University of South Florida

Further investigations into the former Arthur G. Dozier School for Boys are scheduled to start next month. This comes after the new state budget recently signed by Governor Ron DeSantis set aside more money for the project.

The notorious North Florida reform school is linked to decades of abuse.

Roy Conerly, who worked in the Dozier infirmary in 1961, recalls his horrific experiences.

“I saw things, you know. There was a guy that tried to kill himself, cut his wrists to keep from going to the white house where they beat ya.  They brought him back to the infirmary, sewed him up, took him back to the white house, and beat the hell out of him— then brought him back to the infirmary,” says Conerly.

“From the back of his knees up to the center of his up to the center of his back he was black, black and blue, and his thighs and his butt were split.”

The school closed in 2011. A report from NPR says at least 81 boys are known to have died there. In 2012, a team of University of South Florida researchers found 55 unmarked graves.

The case was presumed closed and researchers filed a final report. But earlier this year, scientists announced they found 27 new “anomalies” that appeared to be consistent with burial sites.

The new developments have prompted the state to continue investigations.  

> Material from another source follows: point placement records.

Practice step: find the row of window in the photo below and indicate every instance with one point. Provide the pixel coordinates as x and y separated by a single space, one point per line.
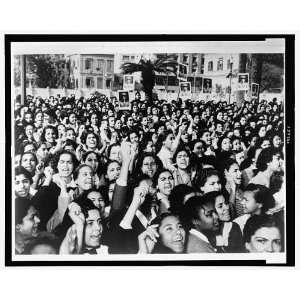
100 65
210 65
90 83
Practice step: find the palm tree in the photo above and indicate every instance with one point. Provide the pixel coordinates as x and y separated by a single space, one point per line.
164 64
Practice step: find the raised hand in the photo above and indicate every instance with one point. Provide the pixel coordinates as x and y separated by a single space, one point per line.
126 151
76 214
48 171
148 239
68 245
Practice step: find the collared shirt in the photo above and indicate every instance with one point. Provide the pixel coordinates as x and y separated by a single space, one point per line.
165 155
101 250
164 202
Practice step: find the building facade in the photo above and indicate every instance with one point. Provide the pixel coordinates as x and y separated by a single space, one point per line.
218 67
195 69
91 71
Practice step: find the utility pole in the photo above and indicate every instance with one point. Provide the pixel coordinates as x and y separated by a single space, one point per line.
23 79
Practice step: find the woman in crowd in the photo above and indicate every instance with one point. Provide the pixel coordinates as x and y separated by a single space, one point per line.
141 170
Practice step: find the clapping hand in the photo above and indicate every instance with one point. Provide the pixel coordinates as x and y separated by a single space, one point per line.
148 239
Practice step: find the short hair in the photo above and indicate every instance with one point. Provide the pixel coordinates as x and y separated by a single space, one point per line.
22 171
180 149
262 195
256 222
76 171
140 159
157 174
190 210
43 139
203 175
57 155
71 143
111 146
265 157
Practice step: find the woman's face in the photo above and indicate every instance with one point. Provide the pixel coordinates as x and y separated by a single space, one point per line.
182 160
28 162
92 161
226 144
253 141
71 135
154 138
113 171
172 234
118 124
65 165
168 143
276 141
206 138
240 157
265 144
29 131
262 132
149 166
199 149
30 222
236 145
265 239
39 117
234 174
94 119
91 141
42 151
22 186
165 183
111 189
72 119
250 206
50 135
222 208
115 153
212 184
85 178
61 130
185 137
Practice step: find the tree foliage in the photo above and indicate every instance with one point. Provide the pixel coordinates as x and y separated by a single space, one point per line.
149 69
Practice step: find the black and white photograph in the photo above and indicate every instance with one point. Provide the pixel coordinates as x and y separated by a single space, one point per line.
254 90
207 85
97 178
124 101
182 71
243 81
128 84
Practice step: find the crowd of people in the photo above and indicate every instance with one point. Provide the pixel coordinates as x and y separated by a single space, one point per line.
180 177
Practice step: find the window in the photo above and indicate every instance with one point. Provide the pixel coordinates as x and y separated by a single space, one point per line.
109 67
99 82
108 82
100 65
220 64
228 64
89 82
185 59
88 64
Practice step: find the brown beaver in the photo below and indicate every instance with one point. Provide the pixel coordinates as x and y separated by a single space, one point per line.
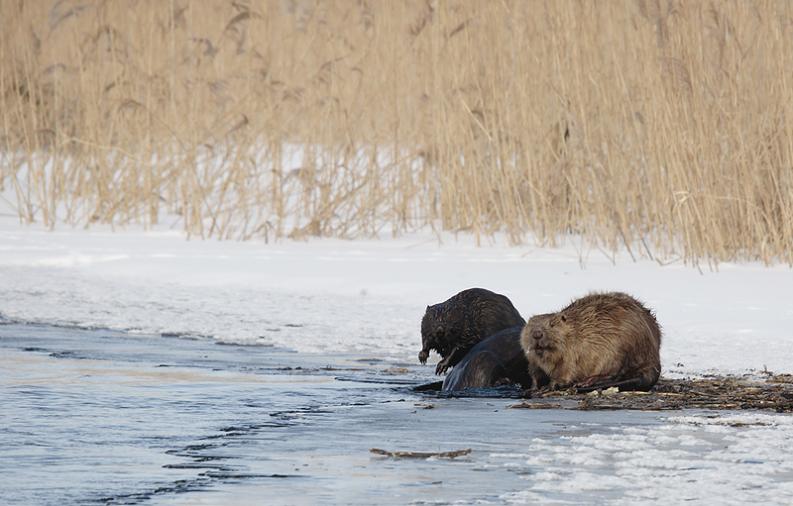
598 341
453 327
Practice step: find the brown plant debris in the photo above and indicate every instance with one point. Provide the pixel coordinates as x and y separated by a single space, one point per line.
774 393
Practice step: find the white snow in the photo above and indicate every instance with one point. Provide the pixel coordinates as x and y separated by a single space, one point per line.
368 296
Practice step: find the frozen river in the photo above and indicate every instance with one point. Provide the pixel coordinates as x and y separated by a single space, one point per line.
97 416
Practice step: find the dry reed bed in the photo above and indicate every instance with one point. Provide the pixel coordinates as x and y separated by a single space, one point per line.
662 126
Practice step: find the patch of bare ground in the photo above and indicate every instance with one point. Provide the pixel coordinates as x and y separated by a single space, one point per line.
774 393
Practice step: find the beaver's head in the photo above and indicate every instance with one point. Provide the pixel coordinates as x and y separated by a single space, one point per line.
546 336
433 332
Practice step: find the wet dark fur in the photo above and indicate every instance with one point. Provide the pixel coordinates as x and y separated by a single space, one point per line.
497 360
455 326
598 341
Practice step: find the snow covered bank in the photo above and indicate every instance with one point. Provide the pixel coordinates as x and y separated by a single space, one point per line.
368 296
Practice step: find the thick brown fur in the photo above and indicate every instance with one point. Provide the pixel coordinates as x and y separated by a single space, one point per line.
455 326
600 340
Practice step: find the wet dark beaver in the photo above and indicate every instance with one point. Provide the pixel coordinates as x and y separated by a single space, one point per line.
453 327
598 341
497 360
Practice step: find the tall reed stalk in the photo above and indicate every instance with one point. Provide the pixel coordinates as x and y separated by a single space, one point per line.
659 126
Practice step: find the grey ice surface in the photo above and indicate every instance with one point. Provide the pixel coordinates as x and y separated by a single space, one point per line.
103 417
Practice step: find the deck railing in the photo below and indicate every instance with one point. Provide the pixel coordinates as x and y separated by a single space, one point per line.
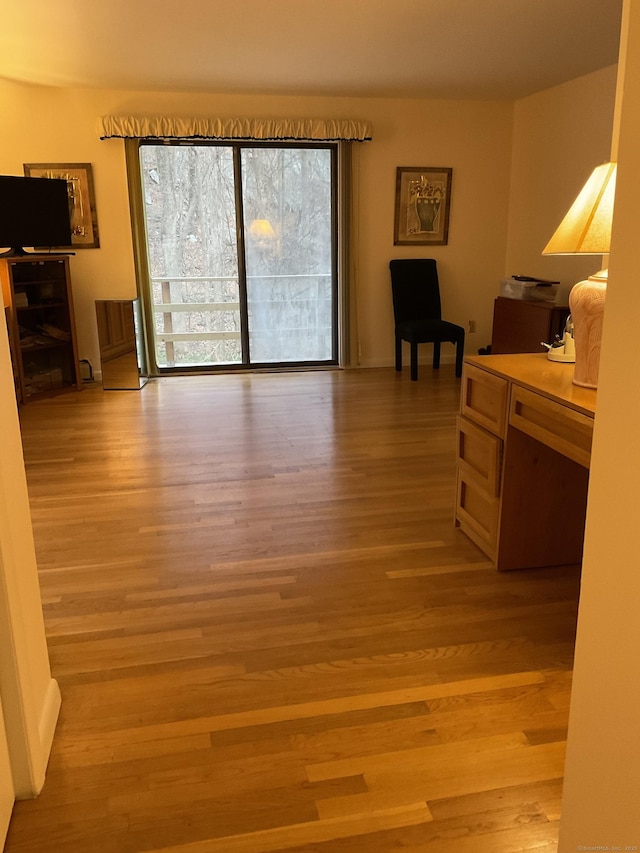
166 309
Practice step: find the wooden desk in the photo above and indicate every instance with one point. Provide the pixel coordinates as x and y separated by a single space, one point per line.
524 447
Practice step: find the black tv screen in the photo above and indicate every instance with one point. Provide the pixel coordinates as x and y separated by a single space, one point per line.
33 212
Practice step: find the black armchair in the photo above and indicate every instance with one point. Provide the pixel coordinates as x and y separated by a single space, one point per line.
418 314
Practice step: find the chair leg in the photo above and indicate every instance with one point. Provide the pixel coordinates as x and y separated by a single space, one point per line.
459 357
398 352
414 361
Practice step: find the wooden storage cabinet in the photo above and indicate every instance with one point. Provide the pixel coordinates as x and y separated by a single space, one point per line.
520 325
480 430
37 291
524 446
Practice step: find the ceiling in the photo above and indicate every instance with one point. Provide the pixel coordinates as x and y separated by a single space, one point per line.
496 49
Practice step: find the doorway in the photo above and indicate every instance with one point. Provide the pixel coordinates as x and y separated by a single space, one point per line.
241 251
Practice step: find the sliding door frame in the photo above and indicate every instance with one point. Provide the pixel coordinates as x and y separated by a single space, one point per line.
340 268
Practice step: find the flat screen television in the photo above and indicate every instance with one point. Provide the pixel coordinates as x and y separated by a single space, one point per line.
33 212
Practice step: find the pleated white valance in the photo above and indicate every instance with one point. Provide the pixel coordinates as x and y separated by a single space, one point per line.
167 127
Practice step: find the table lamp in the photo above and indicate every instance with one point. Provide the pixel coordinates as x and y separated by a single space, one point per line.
586 230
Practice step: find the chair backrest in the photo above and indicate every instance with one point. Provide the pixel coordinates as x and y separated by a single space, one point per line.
415 289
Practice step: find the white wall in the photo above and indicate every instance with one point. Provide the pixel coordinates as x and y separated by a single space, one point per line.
560 135
44 125
557 137
30 697
601 806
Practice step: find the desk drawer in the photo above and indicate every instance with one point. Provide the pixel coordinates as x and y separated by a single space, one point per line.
563 429
479 455
484 399
477 514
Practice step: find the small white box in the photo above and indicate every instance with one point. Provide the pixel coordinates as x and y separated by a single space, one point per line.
533 291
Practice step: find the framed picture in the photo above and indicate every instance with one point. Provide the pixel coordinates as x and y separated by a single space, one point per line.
423 197
82 202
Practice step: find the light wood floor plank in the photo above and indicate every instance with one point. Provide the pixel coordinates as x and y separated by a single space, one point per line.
269 635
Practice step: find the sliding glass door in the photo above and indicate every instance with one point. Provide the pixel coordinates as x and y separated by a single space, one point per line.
241 254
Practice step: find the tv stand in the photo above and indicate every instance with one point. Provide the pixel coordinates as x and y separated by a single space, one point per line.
36 289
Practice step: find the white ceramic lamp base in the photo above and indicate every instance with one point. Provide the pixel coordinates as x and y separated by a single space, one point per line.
586 302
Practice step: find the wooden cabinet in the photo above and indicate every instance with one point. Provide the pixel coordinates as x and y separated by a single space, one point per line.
521 325
37 292
524 448
480 430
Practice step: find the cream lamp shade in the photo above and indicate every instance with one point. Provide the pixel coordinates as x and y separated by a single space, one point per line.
261 229
586 230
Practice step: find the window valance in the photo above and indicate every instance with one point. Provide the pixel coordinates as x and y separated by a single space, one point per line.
167 127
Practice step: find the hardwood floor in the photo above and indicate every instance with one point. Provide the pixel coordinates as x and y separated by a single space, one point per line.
268 634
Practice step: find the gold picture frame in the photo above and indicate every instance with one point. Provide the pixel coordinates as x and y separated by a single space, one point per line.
423 201
82 202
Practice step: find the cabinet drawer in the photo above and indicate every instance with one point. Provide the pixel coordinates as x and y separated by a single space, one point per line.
479 455
477 514
565 430
484 399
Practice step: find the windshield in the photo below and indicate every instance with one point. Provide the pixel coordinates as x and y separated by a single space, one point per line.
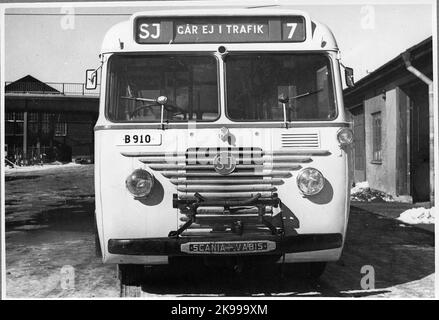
188 82
256 83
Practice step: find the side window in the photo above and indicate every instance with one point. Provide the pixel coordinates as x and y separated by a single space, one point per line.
376 130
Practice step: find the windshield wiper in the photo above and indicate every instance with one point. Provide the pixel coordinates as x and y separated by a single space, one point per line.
305 94
284 99
161 101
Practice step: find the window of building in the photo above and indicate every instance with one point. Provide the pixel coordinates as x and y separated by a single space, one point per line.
14 123
60 129
376 130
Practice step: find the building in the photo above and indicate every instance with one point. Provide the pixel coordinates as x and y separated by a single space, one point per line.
49 121
392 111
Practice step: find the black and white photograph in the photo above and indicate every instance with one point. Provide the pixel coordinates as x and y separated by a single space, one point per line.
219 150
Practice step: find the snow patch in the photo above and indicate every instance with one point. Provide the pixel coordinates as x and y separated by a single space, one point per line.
360 186
362 192
418 216
54 165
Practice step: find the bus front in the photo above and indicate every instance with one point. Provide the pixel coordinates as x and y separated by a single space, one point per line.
221 136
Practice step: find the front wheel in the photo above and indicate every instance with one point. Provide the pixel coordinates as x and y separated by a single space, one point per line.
308 270
130 277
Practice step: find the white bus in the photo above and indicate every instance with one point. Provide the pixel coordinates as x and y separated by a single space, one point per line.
221 135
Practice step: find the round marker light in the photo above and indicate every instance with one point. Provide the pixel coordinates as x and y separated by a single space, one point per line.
310 181
345 136
140 183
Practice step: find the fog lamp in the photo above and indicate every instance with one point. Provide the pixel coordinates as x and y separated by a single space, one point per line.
345 136
310 181
140 183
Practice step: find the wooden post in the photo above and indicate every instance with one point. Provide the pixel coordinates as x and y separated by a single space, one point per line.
25 135
431 129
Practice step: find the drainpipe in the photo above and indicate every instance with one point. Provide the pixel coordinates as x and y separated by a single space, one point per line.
429 82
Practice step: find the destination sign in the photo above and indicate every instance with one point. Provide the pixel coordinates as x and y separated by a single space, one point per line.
219 30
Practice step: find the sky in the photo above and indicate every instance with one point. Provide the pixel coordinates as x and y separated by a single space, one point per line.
36 42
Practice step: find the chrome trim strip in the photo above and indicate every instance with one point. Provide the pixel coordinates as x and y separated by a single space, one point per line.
193 126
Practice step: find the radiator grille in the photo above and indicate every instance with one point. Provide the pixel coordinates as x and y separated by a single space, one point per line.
257 171
300 140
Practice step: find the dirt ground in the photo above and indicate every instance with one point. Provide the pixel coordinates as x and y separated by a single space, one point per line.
49 217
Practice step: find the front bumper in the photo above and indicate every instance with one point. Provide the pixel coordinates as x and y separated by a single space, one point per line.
171 246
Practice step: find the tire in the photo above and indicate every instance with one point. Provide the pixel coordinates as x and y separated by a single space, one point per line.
308 270
131 277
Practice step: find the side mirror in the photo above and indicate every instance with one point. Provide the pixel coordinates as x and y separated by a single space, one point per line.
349 77
91 79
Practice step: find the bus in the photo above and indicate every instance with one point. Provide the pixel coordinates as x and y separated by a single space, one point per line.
221 136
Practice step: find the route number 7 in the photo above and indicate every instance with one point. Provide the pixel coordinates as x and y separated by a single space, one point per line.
292 27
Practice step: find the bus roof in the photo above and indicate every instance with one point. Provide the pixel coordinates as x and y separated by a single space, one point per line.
121 37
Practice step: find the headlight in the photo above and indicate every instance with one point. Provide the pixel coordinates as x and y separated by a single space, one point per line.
345 136
139 183
310 181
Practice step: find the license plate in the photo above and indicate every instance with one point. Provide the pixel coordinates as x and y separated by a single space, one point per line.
228 247
139 139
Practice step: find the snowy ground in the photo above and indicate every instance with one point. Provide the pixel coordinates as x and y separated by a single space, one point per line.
47 166
362 192
418 216
49 226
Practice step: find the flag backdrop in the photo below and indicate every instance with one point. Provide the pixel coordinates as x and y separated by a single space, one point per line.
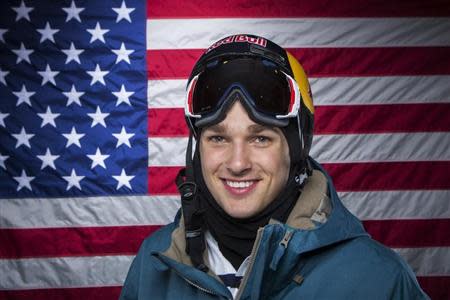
92 130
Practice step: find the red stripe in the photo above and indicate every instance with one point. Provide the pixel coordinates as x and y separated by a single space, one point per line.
323 62
161 180
80 241
437 287
410 233
382 118
300 8
98 293
167 122
339 119
381 176
385 176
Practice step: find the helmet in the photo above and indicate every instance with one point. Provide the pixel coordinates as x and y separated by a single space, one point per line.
268 80
272 86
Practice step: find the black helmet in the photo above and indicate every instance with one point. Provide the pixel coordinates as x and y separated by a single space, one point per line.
268 80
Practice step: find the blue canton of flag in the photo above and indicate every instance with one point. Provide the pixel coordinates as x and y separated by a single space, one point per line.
73 98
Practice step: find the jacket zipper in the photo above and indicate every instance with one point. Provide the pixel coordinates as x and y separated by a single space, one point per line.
250 266
196 285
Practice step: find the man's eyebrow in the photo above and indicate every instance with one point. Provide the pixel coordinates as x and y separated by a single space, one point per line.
217 128
257 128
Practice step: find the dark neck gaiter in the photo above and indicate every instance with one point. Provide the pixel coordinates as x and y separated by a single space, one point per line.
237 236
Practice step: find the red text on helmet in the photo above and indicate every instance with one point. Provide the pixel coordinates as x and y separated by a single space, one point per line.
242 38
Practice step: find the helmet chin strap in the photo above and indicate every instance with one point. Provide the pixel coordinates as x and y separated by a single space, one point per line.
192 214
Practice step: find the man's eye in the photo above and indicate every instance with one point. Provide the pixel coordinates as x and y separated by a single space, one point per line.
262 139
216 139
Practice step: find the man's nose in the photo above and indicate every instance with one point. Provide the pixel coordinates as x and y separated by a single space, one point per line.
239 160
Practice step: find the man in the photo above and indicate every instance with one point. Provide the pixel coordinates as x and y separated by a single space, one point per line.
260 219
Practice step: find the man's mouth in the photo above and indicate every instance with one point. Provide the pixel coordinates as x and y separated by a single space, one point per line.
240 188
239 184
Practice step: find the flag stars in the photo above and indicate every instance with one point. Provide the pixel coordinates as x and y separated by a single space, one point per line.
23 54
123 137
97 75
73 12
48 117
73 138
24 96
123 180
2 76
23 138
73 180
48 160
72 54
98 159
73 96
123 96
122 54
2 118
98 117
47 33
123 12
48 75
24 181
2 161
97 33
22 11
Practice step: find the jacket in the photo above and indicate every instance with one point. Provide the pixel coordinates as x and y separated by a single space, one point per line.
322 252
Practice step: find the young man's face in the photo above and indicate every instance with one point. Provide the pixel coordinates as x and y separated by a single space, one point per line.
245 164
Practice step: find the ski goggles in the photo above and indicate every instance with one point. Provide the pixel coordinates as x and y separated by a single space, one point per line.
270 95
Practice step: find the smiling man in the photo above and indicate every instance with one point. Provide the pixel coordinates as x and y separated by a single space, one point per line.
260 219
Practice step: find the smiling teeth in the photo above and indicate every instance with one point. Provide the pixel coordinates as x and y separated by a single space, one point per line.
239 184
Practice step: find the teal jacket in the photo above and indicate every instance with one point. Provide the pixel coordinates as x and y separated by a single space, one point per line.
322 252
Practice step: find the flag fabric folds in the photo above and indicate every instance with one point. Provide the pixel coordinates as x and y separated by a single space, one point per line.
92 130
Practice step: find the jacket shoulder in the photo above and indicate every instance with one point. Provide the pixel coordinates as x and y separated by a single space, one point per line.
374 269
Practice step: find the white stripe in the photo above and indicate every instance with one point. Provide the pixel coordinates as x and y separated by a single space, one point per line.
63 272
92 211
111 270
427 261
433 146
302 32
385 205
335 91
422 146
159 210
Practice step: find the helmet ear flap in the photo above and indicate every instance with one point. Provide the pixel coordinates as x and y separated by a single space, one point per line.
306 112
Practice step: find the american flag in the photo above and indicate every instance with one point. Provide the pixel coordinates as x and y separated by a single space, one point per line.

“The Florida legislature allocated $850,000 during the past legislative session which we will use to fund the investigation of the recently discovered anomalies as well as conduct a survey of the entire property using LIDAR [Light Detection and Ranging],” said Timothy Parsons, Director of the Florida Division of Historical Resources. 

LIDAR uses lasers to detect anything that could be buried underground. Officials say depending on what scientists find, they could start new digging in the area.